Coming off a fantastic 2022 season for Atlanta United, Gutman is one of the best fullbacks in the entire league. Per FBref, he finished in the 99th percentile in non-penalty xG per 90 minutes among fullbacks last year. He gets forward on the left side, can rotate into the halfspace, and just generally causes problems for opposing defenders.

The jury is still out on whether Gutman’s defending or his overall passing game are good enough for the international level. But why don’t we use January camp to help us find out?

As the World Cup wore on, it became clear the USMNT needed more quality central midfielders in their squad. McGlynn could be one of those midfielders in 2026.

McGlynn is silky-smooth on the ball, has a downright phenomenal left foot, and has been one of the cornerstones of the United States U-20 team that will play at the FIFA U-20 World Cup in Indonesia later this year. McGlynn needs more professional experience (he still hasn’t broken the 2,000-minute mark in his MLS career), but his ceiling is sky-high.

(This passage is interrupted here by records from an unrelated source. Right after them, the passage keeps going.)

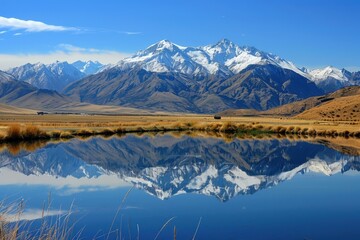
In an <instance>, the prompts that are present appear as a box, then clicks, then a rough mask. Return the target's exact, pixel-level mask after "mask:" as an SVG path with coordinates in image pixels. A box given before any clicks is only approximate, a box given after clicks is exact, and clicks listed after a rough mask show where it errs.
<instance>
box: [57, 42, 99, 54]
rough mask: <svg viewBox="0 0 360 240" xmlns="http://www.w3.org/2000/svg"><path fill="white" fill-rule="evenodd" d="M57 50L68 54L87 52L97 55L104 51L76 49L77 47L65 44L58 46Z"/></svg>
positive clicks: (60, 44)
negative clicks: (59, 49)
mask: <svg viewBox="0 0 360 240" xmlns="http://www.w3.org/2000/svg"><path fill="white" fill-rule="evenodd" d="M59 48H60V49H61V50H64V51H68V52H89V53H96V52H97V53H98V52H103V51H104V50H99V49H96V48H82V47H78V46H74V45H71V44H66V43H61V44H59Z"/></svg>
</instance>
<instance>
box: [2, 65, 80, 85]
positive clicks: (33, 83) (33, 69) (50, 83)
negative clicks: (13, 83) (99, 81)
mask: <svg viewBox="0 0 360 240" xmlns="http://www.w3.org/2000/svg"><path fill="white" fill-rule="evenodd" d="M7 72H8V73H10V74H11V75H13V76H14V77H15V78H16V79H18V80H20V81H24V82H27V83H30V84H31V85H33V86H35V87H37V88H43V89H51V90H57V91H62V89H63V88H64V87H65V86H66V85H68V84H69V83H72V82H74V81H76V80H79V79H81V78H83V77H84V76H85V74H84V73H82V72H80V71H79V70H78V69H77V68H75V67H74V66H72V65H71V64H69V63H67V62H59V61H57V62H55V63H52V64H47V65H45V64H42V63H36V64H30V63H28V64H25V65H22V66H20V67H15V68H12V69H10V70H8V71H7Z"/></svg>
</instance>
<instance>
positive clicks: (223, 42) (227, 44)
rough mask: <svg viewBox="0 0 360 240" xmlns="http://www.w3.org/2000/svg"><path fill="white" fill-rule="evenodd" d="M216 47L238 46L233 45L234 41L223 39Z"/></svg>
mask: <svg viewBox="0 0 360 240" xmlns="http://www.w3.org/2000/svg"><path fill="white" fill-rule="evenodd" d="M216 45H223V46H231V45H232V46H234V45H236V44H235V43H233V42H232V41H230V40H229V39H227V38H223V39H221V40H220V41H218V42H217V43H216Z"/></svg>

This month could be the perfect time to give him a taste of the senior international level.

If you’ve ever seen Tyler Adams play soccer, you have a solid idea of what it’s like watching Aidan Morris play soccer.

Adams has a truly elite level of defensive range and defensive vision that Morris is yet to show. But the Columbus Crew midfielder could be the perfect player to deputize for him at the No. 6 spot this year and beyond. Per FBref, Morris finished in the 95th percentile for tackles per 90 minutes among MLS midfielders in 2022. He covers ground, breaks up plays, and makes life miserable for opposing attackers.

At 21, Morris is a high-potential No. 6 who’s worth looking at later this month.

Ebobisse is a really good MLS striker. At this point in MLS’s development as a league, that should count for something.

Ebobisse scored 17 goals last year for one of the worst teams in all of MLS. His underlying numbers aren’t quite as good as Vazquez’s (per FBref, Ebobisse averaged 0.42 non-penalty xG per 90 compared to Vazquez’s 0.49), but they’re still good enough to warrant a January camp call-up. In fact, Ebobisse’s last (and only) appearance for the USMNT came in 2019’s January camp in a match against Panama.

I know the USMNT’s right back depth chart is crowded, but Julian Gressel has reportedly earned a call-up to the United States. The 29-year-old, who was born in Germany, is a US citizen now! And he’s been one of the most productive chance-creators in all of MLS (and not just among outside defenders) over the last several seasons.

Looking specifically at fullbacks, though, Gressel finished in the 90th percentile or higher in non-penalty xG, xAG, shot-creating actions, and progressive passes per 90 minutes among fullbacks in MLS last year. His right foot is golden and his understanding of space is up there with the best in MLS.

I don’t know if Gressel will ever be a regular starter for the USMNT, but given his experience playing out wide and in central midfield back in his Atlanta United days, maybe there’s room for him as a utility player ahead of 2026.